Zuvor hatte Richterin Katrin Wertenbroch sich mit Zeugen auseinandersetzen müssen, die sich an jene paar Sekunden, die nun über drei Jahre zurückliegen, nicht mehr zweifelsfrei erinnern konnten. Mit Zeugen, die früheren Aussagen in wichtigen Details widersprachen, die eigenen Erinnerungslücken durch Schlussfolgerungen ersetzten – und bei denen nicht auszuschließen war, dass sich ihre Wahrnehmungsreste mit der ausführlichen Berichterstattung vermischt haben könnten.

Wankelmütige Zeugen

Vor allem ein zentrales Detail, stand im Zentrum der Widersprüche: die Tatwaffe.

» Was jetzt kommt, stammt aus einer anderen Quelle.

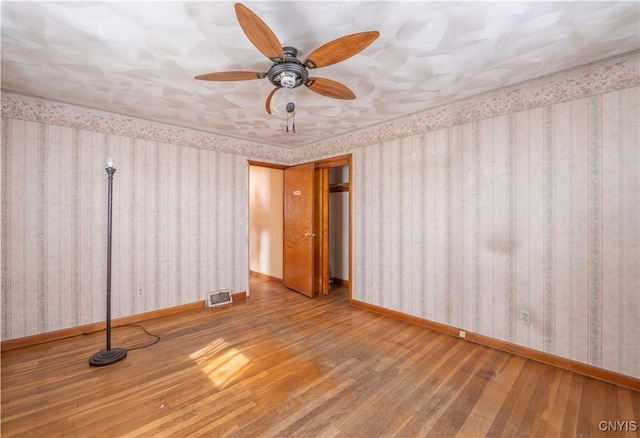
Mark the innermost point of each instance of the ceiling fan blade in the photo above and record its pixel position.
(232, 76)
(329, 88)
(259, 33)
(268, 103)
(340, 49)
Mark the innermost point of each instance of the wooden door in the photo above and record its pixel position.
(298, 235)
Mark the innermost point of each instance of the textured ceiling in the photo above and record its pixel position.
(140, 58)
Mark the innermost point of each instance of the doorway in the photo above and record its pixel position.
(332, 223)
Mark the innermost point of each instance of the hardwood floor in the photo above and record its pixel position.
(282, 364)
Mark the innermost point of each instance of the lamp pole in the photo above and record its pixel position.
(109, 355)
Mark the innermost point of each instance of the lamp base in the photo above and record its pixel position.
(107, 357)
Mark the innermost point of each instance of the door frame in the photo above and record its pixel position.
(326, 163)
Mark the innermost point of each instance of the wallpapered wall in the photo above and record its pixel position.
(537, 210)
(178, 215)
(525, 198)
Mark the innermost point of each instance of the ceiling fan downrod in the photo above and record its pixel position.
(289, 73)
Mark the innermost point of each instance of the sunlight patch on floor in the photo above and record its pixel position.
(220, 362)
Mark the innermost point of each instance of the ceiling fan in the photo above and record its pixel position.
(287, 71)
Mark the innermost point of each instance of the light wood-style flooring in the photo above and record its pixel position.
(282, 364)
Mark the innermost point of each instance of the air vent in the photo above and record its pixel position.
(219, 298)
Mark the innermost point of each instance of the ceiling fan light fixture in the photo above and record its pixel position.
(288, 79)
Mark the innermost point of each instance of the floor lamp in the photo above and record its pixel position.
(108, 355)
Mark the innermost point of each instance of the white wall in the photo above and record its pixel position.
(266, 220)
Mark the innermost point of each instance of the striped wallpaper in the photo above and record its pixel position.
(178, 214)
(525, 198)
(536, 210)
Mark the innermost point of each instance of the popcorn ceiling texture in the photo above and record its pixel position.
(612, 74)
(140, 58)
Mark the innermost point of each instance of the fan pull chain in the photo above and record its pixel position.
(291, 114)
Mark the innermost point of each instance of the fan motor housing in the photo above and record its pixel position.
(290, 73)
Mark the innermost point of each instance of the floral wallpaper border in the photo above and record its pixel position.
(600, 77)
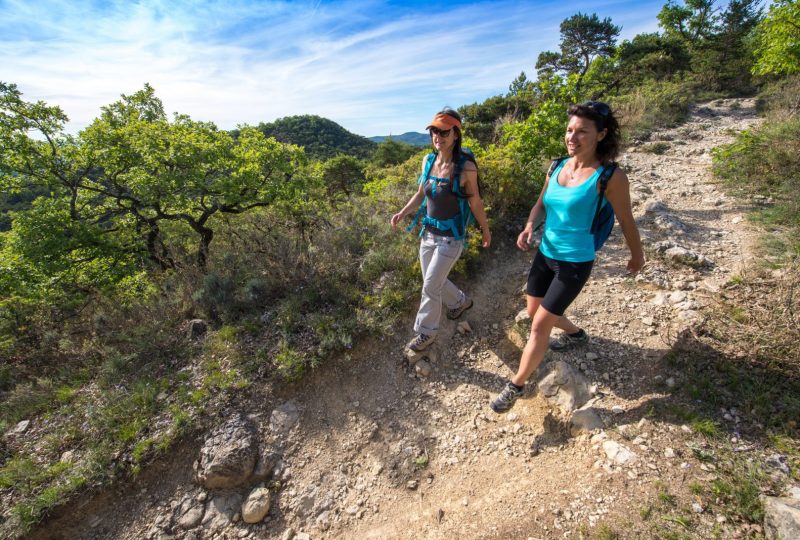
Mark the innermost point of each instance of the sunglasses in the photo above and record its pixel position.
(441, 132)
(599, 107)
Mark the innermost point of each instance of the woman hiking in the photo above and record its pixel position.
(562, 266)
(448, 174)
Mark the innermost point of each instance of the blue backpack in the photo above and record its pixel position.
(603, 220)
(457, 224)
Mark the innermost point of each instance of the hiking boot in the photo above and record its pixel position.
(420, 342)
(455, 313)
(506, 399)
(567, 341)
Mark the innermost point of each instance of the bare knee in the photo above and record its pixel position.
(540, 330)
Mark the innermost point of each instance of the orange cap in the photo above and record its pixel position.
(444, 121)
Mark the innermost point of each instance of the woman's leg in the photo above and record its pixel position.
(441, 254)
(538, 340)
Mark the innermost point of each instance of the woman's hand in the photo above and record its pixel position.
(396, 219)
(635, 264)
(487, 237)
(525, 239)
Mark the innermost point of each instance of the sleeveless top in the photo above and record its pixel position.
(442, 202)
(570, 211)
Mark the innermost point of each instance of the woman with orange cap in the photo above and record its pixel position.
(447, 174)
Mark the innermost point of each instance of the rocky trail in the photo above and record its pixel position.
(380, 447)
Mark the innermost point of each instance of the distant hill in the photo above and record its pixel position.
(410, 137)
(322, 138)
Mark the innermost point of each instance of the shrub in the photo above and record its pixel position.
(652, 106)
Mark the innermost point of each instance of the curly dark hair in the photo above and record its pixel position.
(603, 118)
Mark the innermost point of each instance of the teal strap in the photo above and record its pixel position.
(422, 179)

Einen unbedruckten Bierbecher ohne Henkel habe der Angeklagte geworfen, sagte der Zeuge Thomas W. Als ihn die Richterin darauf aufmerksam machte, dass er bei seiner polizeilichen Vernehmung vor drei Jahren, kurz nach der Tat, noch einen Becher mit Aufdruck und Henkel als Wurfgeschoss identifiziert hatte, korrigierte W. sich: Dann werde wohl seine frühere Aussage stimmen, sagte er, damals seien seine Eindrücke ja viel frischer gewesen.

Videoaufzeichnungen vom Spiel und dem zu Boden gehenden Linienrichter zeigen, dass der damals geflogene Becher weder Aufschrift noch Henkel aufwies. Weil mehrere Trinkgefäße auf das Spielfeld geworfen wurden, ließen sich für die Richterin der Angeklagte und die Tatwaffe nicht einwandfrei in Beziehung bringen: Möglicherweise habe H. einen Becher geworfen – aber nicht den, der Schiffner niederstreckte.

Schweigender Angeklagter

Der Beschuldigte selbst äußerte sich während des Verfahrens nicht, sein Anwalt Manuel Fumagali hatte ihm eisernes Schweigen verordnet – nicht dass er sich noch in Widersprüche verwickele. Das überließ Fumagali lieber den Zeugen, deren Aussagen er in seinem Plädoyer schließlich genüsslich sezierte.

Erleichterung über den Freispruch

Im Zuhörerraum war man längst nicht einhellig von der Unschuld des 46-jährigen Familienvaters überzeugt – aber am Ende doch überwiegend erleichtert. Denn ein Schuldspruch hätte den Projektmanager aus Seevetal die ökonomische Existenz kosten können: Auf rund 400.000 Euro beziffert der FC St. Pauli die ihm entgangenen Einnahmen – nach dem Vorfall war er verdonnert worden, ein Heimspiel statt am Millerntor in Lübeck zu absolvieren.

Nach einer rechtskräftigen Verurteilung hätte der Fußball-Zweitligist Stefan H. für diese Summe in Regress nehmen können – drastische Konsequenz für eine Tat, die der Zeuge Thomas W. als „ungezielten Frustwurf“ nach einer umstrittenen Schiedsrichterentscheidung beschrieb. „Das war das teuerste Bier Ihres Lebens“, hatte Amtsrichter Carsten Grote dem Angeklagten nach dessen Verurteilung in erster Instanz mit auf den Weg gegeben.

Nun ist daraus ein Freibier geworden, während der FC St. Pauli auf seinen entgangenen Einnahmen sitzenbleibt – und der damals am Nacken Verletzte das Schmerzensgeld in den Wind schreiben muss, das ihm die erste Instanz zugesprochen hatte.